|
Quotes & Info
|
| AM > SEC Filings for AM > Form 8-K on 6-Oct-2009 | All Recent SEC Filings |
6-Oct-2009
Regulation FD Disclosure
On October 2, 2009, Erwin Weiss, Senior Vice President, Enterprise Resource Planning, of American Greetings Corporation ("American Greetings") adopted a pre-arranged, non-discretionary stock trading plan with respect to (1) the sale of certain shares owned by Mr. Weiss, (2) the exercise of options to purchase American Greetings Class A common shares previously granted to him and (3) the sale of Class A common shares acquired upon exercise of such options. The trading plan was adopted in accordance with Rule 10b5-1 ("Rule 10b5-1") under the Securities Exchange Act of 1934, as amended (the "Exchange Act"), and American Greetings' policies governing stock transactions by directors, executive officers and other employees. Rule 10b5-1 allows corporate insiders to establish prearranged stock trading plans when they are not in possession of material non-public information.
Commencing on October 6, 2009, and ending on October 6, 2012, Mr.
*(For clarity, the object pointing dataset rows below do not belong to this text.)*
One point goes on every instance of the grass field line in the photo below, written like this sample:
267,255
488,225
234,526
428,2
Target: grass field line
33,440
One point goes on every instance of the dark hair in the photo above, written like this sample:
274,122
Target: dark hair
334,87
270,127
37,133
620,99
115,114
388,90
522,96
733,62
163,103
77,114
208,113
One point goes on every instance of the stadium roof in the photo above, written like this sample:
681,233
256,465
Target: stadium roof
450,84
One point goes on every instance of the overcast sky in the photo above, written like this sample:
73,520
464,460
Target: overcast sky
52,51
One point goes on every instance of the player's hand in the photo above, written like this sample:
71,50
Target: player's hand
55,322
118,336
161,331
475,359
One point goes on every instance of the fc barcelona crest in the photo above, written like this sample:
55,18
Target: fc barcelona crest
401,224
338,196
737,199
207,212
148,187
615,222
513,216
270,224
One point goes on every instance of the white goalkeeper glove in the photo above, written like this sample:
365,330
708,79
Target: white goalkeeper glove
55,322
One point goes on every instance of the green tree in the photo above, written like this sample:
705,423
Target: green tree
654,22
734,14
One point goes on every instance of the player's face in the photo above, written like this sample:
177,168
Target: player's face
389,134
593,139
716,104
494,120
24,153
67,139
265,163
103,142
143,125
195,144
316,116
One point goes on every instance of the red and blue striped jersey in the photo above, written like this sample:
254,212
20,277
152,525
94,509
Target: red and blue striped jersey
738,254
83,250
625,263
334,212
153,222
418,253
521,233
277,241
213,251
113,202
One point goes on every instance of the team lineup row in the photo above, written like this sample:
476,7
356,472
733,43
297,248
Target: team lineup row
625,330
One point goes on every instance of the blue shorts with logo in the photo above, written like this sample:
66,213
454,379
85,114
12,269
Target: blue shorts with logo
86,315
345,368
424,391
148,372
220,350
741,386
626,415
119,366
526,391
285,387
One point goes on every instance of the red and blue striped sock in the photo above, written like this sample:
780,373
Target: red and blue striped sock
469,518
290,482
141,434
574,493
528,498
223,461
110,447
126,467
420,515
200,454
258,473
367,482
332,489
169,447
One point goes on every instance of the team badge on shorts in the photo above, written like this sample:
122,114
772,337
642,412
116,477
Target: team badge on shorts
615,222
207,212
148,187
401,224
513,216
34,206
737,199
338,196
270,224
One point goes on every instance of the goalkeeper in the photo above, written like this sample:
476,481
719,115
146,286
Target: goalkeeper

Weiss's Rule 10b5-1 trading plan provides for the sale of 17,000 Class A common shares and the periodic exercises of options to purchase up to 152,000 Class A common shares and the subsequent sale of the acquired shares on the open market at prevailing market prices, in each case subject to minimum price thresholds. Mr. Weiss's Rule 10b5-1 trading plan is subject to specified limitations, including early termination or suspension upon the occurrence of certain events.
Transactions made under the Rule 10b5-1 trading plan will be reported to the Securities and Exchange Commission in accordance with applicable securities laws, rules and regulations. Except as may be required by law, American Greetings does not undertake to report stock trading plans by other American Greetings officers or directors, or to report modifications or termination of any publicly-announced plan, including the plan of Mr. Erwin Weiss.
The information in this Item 7.01 of this Current Report on Form 8-K is being
furnished under Item 7.01 and shall not be deemed "filed" for purposes of
Section 18 of the Exchange Act, or otherwise subject to the liability of such
section, or incorporated by reference in any filing under the Securities Act of
1933, as amended, or the Exchange Act, except as shall be expressly set forth by
specific reference in such a filing.